Com penalidades tão altas, é fundamental comparar a oportunidade com o risco. Ou seja, se a chance de ganho ao usar tal dado for menor que o risco de ser multado, vale a pena procurar adaptar as operações para que nenhuma informação seja utilizada de maneira inadequada.

Não se sabe ao certo como as fiscalizações vão ocorrer, mas a partir do momento em que muitas pessoas poderão denunciar quem desrespeitar as normas da LGPD, algumas estratégias de negócio, realizadas pela corporação, já não serão mais toleradas.

E é justamente neste tópico que muitas multas poderão ser empregadas.

Determinar as reparações necessárias

Tão importante quanto reconhecer os riscos, através do mapeamento das falhas identificadas na estrutura da corporação é necessário desenvolver uma linha de ação nas alterações fundamentais.

De uma maneira geral, entender quais mudanças são urgentes, com exposição da empresa a um risco imediato, e quais poderão ser realizadas com mais tranquilidade, conforme as oportunidades futuras na execução dessas alterações.

Com uma ótima estratégia em mãos, principalmente onde o uso de ferramentas digitais é indispensável e as atividades em regime home office são comuns, é possível começar o próximo passo com muita confiança e segurança.

Nomear um encarregado de Dados

Uma medida que deverá ser tomada por todas as corporações do Brasil será a nomeação de um profissional que será responsável pelas informações pessoais armazenadas no banco de dados da empresa.
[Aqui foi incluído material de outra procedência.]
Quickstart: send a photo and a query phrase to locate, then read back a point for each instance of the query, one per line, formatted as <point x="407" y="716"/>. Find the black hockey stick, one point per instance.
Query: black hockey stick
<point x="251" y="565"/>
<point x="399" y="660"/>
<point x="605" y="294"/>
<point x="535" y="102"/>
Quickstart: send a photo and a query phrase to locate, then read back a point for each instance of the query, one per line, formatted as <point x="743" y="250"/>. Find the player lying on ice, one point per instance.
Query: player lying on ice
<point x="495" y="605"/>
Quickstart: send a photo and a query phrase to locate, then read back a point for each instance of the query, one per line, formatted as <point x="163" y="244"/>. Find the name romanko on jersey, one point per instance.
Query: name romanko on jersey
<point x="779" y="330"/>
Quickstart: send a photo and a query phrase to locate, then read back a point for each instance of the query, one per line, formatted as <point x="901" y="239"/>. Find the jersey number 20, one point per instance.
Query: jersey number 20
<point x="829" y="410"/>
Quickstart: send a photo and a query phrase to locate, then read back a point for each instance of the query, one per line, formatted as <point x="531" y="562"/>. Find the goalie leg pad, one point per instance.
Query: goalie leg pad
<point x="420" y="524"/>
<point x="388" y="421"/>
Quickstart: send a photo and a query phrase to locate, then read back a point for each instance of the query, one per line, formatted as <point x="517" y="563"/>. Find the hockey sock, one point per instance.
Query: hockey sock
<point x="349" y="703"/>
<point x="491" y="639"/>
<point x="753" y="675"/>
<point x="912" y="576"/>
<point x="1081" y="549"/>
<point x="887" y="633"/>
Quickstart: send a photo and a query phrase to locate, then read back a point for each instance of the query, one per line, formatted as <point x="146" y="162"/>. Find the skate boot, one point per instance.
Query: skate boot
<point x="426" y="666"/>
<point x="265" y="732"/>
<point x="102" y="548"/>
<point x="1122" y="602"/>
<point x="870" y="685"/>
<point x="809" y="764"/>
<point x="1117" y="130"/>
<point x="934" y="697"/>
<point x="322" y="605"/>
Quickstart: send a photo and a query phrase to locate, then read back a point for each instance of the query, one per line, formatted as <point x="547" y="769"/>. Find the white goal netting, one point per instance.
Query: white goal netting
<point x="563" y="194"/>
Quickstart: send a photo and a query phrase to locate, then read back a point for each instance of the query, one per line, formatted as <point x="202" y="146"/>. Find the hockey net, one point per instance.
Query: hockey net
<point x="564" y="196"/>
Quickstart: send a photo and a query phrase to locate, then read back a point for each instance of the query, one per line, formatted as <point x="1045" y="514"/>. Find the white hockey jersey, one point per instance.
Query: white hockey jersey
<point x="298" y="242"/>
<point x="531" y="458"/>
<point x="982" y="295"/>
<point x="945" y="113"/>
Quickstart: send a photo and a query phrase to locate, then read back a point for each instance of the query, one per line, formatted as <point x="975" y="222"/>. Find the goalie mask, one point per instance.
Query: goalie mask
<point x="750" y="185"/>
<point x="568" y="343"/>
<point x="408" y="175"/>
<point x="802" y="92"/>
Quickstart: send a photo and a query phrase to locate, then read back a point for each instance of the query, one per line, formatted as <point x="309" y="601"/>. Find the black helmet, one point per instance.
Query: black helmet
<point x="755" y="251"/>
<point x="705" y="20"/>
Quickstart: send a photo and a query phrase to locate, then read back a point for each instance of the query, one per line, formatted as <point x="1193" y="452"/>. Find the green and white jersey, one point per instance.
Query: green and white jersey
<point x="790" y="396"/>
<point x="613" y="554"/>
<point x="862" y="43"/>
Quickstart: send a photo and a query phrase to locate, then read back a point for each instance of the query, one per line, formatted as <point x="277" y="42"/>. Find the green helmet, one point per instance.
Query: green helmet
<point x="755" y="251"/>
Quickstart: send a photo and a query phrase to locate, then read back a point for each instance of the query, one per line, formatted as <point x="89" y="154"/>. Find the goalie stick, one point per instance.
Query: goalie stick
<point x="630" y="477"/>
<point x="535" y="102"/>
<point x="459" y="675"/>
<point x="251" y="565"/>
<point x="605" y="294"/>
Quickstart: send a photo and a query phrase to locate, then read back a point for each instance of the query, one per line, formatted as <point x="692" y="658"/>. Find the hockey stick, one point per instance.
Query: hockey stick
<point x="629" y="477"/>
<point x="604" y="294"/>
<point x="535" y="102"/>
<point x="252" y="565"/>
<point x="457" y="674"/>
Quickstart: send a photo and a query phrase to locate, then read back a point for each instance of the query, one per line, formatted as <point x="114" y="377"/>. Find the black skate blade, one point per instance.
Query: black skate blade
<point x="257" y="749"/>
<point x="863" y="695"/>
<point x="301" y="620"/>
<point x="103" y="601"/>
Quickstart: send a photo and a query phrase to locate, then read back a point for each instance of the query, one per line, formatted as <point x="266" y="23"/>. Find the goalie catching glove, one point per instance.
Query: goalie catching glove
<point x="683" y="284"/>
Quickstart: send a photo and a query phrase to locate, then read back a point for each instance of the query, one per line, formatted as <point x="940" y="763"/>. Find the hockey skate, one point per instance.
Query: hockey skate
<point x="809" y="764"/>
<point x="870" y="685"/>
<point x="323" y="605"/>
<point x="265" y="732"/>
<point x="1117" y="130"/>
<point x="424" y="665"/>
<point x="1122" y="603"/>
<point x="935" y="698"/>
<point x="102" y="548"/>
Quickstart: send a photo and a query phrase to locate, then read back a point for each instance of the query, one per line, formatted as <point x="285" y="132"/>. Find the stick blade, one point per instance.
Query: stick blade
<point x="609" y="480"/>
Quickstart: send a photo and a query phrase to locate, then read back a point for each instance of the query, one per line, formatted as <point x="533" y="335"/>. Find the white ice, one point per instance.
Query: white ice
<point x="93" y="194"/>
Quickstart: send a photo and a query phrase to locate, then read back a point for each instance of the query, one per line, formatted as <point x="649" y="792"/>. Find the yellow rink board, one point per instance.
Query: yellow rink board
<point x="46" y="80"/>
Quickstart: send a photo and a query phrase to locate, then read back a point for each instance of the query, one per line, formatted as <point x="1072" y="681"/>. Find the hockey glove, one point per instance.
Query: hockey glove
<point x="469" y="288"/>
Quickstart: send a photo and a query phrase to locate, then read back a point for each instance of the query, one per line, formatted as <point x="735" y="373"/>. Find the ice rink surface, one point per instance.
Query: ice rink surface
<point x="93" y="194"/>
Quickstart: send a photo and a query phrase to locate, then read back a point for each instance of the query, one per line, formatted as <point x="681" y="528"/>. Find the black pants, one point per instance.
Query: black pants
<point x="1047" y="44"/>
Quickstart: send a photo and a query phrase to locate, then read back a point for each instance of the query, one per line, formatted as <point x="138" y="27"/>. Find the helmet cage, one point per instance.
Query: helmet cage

Dessa maneira, esse profissional, que pode ser físico ou jurídico, terá a responsabilidade de gerenciar os dados da corporação.

Segundo o texto da LGPD, suas funções são:

  • Administrar, auditar e supervisionar o devido cumprimento das normas da legislação pela corporação;
  • Fiscalizar e orientar os demais profissionais da corporação quanto ao cumprimento das regras e quanto a adoção de práticas para isso;
  • Ser o canal de comunicação entre os titulares das informações e a corporação, recebendo solicitações, reclamações, adotando as devidas medidas e prestando atendimento. Esse profissional também será a ponte entre a corporação e a ANPD.

O encarregado de dados também é responsável pela instalação de uma cultura de proteção de dados e por lançá-la aos funcionários da corporação.

Executar o plano de ação de acordo com as novas mudanças

Uma vez determinado o que é necessário mudar e o que está em desacordo com a lei, chega o momento de garantir a execução das alterações.

A atuação de uma equipe interdisciplinar (tecnológica, jurídica, entre outras) é fundamental para garantir a minimização dos riscos, visto que as informações pessoais têm sido armazenadas de forma digital de uma maneira bastante ampla.

Por conta disso, é simples localizar o caminho trilhado pelas informações e o seu uso durante uma fiscalização oficial. É importante lembrar da importância de garantir que o caminho dessas informações seja desenvolvido conjuntamente com as estratégias mais adequadas para a regulamentação.

Para finalizar, é comum que muitos empresários fiquem ansiosos perante o surgimento de mudanças na legislação. Muitas pessoas ficam preocupadas com o futuro de seu negócio e com medo de receber penalidades por infrações que poderiam ser facilmente evitadas com boas estratégias.

Entretanto, a LGPD não é uma simples lei recheada de penalidades e normas, ela foi desenvolvida com o objetivo de proteger as informações pessoais de todas os indivíduos do Brasil e deve ser considerada uma janela de possibilidades.

Sem dúvidas, as empresas que adotarem as novas mudanças irão fugir das complicações e se destacar dentro do mercado. Afinal, ninguém quer consumir os serviços de uma corporação que não protege os dados pessoais e não respeita as normas da LGPD.